I’m building an NLP application that with a dataloader that builds batches out of sequential blocks of text in a file. I have been using an IterableDataset since my text file won’t fit into memory. However, when I use with with DistributedDataParallel, the dataloader is replicated across processes and each GPU ends up with the same batch of data. How can I give each GPU a different batch of data to take advantage of distributed training?
Note: My dataloader can load ~300 batches/second on a single and each GPU takes ~2 seconds to process a batch, so dataloader speed should not be a significant limiting factor even if batches were sent in serial to different GPUs
This container parallelizes the application of the given module by splitting the input across the specified devices by chunking in the batch dimension. The module is replicated on each machine and each device, and each such replica handles a portion of the input. During the backwards pass, gradients from each node are averaged.
I met a similar problem recently, and I think the batches should be the same across different GPUs according to the source code.
If you look at the function DistributedSampler which we use in DDP, the chunking function is done by this class. However, if you look at the source code of Dataloader, sampler will not affect the behavior of data fetching of iterable datasets.

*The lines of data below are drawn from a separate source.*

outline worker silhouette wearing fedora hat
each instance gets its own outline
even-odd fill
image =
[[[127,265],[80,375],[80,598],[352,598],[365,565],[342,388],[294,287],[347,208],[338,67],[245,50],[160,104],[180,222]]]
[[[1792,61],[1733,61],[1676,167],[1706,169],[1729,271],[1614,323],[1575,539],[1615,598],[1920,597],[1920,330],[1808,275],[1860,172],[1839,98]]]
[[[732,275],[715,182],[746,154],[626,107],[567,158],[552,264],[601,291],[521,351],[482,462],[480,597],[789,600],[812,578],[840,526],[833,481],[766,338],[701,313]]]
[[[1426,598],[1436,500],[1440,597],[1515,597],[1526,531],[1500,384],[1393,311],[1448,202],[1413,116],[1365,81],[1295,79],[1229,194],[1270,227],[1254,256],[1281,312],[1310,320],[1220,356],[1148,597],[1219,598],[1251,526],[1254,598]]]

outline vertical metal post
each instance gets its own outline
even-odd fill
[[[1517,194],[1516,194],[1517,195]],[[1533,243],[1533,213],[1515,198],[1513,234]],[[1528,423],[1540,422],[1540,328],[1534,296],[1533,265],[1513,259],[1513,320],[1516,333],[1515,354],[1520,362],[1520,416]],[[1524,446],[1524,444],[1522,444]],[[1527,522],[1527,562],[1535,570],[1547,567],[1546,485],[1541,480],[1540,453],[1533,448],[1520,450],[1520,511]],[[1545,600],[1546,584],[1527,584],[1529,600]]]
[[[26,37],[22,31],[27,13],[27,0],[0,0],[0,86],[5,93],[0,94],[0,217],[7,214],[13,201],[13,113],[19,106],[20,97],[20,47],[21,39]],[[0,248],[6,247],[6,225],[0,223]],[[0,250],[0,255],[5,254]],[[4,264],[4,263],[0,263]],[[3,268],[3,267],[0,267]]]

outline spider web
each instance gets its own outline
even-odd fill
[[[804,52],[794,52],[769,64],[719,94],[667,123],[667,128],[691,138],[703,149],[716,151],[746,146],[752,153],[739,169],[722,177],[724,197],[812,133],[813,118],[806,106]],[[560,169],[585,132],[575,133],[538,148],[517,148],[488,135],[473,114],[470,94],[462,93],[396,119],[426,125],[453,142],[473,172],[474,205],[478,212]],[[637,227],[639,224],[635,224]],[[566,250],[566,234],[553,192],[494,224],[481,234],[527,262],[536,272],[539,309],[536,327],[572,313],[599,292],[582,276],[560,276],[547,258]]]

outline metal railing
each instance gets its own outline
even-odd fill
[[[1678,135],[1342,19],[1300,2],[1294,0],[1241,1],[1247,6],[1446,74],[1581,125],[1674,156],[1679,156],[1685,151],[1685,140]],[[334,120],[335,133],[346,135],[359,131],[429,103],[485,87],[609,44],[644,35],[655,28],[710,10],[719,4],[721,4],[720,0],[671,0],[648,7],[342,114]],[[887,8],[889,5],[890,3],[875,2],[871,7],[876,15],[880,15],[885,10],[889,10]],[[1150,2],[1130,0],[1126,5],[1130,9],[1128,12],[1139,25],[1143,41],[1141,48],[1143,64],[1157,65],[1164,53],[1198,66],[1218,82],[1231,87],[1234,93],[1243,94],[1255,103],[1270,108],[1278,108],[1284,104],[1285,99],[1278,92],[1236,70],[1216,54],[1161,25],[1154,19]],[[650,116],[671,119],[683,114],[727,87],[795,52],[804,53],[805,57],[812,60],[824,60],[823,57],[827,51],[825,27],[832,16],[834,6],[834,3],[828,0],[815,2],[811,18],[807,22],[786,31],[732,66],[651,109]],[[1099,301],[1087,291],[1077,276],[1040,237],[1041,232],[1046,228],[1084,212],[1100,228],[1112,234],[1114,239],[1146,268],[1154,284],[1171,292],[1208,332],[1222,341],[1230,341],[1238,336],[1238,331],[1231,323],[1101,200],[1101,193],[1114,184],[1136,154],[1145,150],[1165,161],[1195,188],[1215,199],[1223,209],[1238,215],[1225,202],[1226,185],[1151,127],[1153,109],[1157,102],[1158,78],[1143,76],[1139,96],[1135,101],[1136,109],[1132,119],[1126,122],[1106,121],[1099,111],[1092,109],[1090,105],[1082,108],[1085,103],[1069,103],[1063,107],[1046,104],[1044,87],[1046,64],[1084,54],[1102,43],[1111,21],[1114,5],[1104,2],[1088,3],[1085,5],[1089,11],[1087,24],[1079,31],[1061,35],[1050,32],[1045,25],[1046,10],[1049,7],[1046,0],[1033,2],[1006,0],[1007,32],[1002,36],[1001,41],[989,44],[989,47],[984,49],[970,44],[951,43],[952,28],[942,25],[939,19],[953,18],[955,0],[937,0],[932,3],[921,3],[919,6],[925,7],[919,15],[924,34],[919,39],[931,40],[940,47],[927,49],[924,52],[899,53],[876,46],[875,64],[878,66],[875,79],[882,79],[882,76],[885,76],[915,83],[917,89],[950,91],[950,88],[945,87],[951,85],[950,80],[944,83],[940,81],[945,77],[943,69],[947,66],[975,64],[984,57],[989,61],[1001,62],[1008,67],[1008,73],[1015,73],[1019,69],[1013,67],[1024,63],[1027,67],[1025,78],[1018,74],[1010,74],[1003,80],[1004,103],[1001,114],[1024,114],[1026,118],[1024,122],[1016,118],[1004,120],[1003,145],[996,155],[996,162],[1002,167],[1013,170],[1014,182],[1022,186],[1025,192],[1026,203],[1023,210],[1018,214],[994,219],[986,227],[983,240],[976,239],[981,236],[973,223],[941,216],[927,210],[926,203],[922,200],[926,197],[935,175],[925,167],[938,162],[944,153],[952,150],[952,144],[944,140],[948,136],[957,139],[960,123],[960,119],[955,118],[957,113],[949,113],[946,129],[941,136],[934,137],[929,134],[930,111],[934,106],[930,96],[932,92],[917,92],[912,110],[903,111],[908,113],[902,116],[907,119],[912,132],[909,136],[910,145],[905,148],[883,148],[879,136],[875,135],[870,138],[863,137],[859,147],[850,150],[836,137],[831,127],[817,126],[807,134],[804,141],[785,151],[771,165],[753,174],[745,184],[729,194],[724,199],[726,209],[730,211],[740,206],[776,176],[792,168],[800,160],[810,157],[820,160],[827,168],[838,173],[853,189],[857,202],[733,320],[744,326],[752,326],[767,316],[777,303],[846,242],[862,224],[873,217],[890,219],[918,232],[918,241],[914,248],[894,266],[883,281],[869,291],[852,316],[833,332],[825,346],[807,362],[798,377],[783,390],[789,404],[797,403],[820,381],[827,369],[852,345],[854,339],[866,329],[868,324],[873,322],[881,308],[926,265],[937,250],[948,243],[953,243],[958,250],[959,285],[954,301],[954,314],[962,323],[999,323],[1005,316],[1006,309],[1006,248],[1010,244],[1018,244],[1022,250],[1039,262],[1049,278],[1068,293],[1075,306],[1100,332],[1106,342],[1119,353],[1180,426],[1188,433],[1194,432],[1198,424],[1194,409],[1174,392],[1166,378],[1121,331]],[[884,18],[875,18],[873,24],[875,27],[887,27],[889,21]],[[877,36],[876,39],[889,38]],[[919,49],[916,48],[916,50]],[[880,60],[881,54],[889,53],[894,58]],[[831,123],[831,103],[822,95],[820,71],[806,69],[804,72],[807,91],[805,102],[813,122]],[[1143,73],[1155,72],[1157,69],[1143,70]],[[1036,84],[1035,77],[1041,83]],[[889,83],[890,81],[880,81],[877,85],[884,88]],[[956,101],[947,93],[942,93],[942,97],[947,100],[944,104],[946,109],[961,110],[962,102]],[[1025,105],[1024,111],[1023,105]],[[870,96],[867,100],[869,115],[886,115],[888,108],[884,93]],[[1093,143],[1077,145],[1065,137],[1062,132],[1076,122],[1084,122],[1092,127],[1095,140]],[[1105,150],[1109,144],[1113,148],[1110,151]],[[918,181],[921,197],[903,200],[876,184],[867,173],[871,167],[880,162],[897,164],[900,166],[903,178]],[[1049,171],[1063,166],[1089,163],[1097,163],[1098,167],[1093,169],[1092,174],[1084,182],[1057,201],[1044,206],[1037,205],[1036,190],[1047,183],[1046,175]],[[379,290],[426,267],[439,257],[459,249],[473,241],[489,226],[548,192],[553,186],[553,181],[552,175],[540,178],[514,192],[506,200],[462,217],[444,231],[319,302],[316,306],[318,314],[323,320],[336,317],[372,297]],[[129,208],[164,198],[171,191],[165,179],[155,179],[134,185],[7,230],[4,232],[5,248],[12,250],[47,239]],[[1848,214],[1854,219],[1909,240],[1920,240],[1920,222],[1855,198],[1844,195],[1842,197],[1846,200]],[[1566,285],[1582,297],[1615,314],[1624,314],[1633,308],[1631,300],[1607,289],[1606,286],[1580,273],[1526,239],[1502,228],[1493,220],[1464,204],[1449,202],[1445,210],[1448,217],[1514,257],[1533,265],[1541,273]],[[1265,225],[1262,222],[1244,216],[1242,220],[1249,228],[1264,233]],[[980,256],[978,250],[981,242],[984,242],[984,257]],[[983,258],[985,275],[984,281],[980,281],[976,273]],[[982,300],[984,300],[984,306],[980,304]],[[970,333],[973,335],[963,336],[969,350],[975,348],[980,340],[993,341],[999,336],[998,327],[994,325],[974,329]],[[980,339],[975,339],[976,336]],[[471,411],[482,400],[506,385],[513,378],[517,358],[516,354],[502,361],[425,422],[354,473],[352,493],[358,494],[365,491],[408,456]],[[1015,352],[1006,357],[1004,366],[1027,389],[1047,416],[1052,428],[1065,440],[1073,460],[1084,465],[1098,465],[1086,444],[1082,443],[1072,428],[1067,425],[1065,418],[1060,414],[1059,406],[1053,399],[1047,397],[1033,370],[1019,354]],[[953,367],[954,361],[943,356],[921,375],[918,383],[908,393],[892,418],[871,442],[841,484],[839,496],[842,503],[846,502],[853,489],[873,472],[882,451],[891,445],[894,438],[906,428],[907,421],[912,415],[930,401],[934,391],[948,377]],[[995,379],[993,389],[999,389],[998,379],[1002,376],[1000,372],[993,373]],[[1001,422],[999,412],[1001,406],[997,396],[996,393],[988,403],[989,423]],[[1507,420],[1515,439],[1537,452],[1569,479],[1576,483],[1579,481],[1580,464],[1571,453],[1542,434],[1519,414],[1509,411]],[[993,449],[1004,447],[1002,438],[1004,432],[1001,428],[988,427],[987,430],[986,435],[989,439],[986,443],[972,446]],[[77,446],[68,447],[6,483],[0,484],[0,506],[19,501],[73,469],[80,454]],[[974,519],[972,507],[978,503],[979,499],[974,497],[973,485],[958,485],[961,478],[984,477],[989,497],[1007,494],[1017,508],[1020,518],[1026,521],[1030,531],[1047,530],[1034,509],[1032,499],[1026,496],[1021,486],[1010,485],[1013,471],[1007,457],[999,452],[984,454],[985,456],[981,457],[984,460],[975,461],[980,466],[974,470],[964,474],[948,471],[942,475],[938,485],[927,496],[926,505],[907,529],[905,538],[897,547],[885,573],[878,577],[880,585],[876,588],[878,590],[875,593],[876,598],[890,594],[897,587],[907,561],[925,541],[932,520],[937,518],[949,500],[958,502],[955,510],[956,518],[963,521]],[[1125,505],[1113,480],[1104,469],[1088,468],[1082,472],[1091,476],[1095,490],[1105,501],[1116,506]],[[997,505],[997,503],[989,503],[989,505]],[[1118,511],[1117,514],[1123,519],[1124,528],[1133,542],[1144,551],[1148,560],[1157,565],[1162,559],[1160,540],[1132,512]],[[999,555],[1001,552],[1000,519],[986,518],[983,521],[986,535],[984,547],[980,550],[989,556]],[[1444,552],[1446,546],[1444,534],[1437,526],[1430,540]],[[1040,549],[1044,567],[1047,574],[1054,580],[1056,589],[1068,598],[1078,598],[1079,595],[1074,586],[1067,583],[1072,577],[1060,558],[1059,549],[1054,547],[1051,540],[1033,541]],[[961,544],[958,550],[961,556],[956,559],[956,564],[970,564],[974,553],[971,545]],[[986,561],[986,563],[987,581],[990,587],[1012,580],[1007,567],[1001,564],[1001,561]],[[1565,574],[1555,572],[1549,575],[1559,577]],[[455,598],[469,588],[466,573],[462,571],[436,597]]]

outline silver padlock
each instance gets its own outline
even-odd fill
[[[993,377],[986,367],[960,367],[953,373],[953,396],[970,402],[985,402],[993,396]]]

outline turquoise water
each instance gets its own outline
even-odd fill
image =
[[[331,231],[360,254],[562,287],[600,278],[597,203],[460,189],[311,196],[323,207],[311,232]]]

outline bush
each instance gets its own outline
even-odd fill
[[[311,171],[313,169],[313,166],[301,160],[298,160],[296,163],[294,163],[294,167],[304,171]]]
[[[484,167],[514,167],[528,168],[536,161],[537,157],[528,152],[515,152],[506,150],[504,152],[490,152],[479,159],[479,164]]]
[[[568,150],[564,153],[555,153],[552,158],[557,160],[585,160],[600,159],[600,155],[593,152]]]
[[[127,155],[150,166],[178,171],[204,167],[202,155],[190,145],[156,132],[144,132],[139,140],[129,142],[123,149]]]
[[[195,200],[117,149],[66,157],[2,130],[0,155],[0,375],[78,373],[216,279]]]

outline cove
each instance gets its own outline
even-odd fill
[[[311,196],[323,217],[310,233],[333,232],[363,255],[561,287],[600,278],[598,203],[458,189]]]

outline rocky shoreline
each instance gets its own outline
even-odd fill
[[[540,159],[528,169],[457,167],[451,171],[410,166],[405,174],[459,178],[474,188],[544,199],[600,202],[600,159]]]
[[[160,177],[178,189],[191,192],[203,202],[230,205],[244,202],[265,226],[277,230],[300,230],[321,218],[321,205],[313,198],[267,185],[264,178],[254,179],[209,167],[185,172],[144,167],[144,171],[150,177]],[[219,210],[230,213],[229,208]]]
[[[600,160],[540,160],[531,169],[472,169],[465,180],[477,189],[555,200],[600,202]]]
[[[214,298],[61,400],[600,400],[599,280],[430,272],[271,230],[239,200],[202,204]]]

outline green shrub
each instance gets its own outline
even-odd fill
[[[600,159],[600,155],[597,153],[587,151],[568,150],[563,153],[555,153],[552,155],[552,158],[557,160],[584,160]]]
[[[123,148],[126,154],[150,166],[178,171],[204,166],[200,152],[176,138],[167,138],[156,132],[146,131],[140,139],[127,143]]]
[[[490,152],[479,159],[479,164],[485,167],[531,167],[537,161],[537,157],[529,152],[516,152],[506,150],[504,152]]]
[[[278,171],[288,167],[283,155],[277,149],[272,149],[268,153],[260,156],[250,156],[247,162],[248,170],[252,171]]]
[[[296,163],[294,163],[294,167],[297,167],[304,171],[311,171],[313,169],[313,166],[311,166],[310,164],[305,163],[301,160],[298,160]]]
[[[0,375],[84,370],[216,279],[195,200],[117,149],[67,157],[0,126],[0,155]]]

see line 34 in https://github.com/pytorch/pytorch/blob/8fd9fe93be08c9f0ab81507081fac1387a4aca56/torch/utils/data/_utils/fetch.py#L18
@bsridatta I verified that my data was being replicated across batches by actually printing them out. I’m not sure, but this problem may be a product of using pytorch-lightning, which makes a copy of the dataloader for each GPU.
In any case, I was able to fix the problem by creating an array of pointers to the start of each training example in my file using an approach similar to the one used here. This allowed me to quickly sample random training contexts from my text file without needing to read it into memory.
Hello @kartch, thanks a lot for the explaining the workaround. You maybe right about pytorch-lightning, had few crazy issues, some of the backdraws of abstraction I guess.
But I have to say that I turned away from that approach in the end, as it is relatively inflexible and turned the IterableDataset simply into an indexable one.
But how did you overcome the memory problem? If have 40m examples in my training set, it is not feasible to load all the examples in each process… Did you use HDF5 or something similar?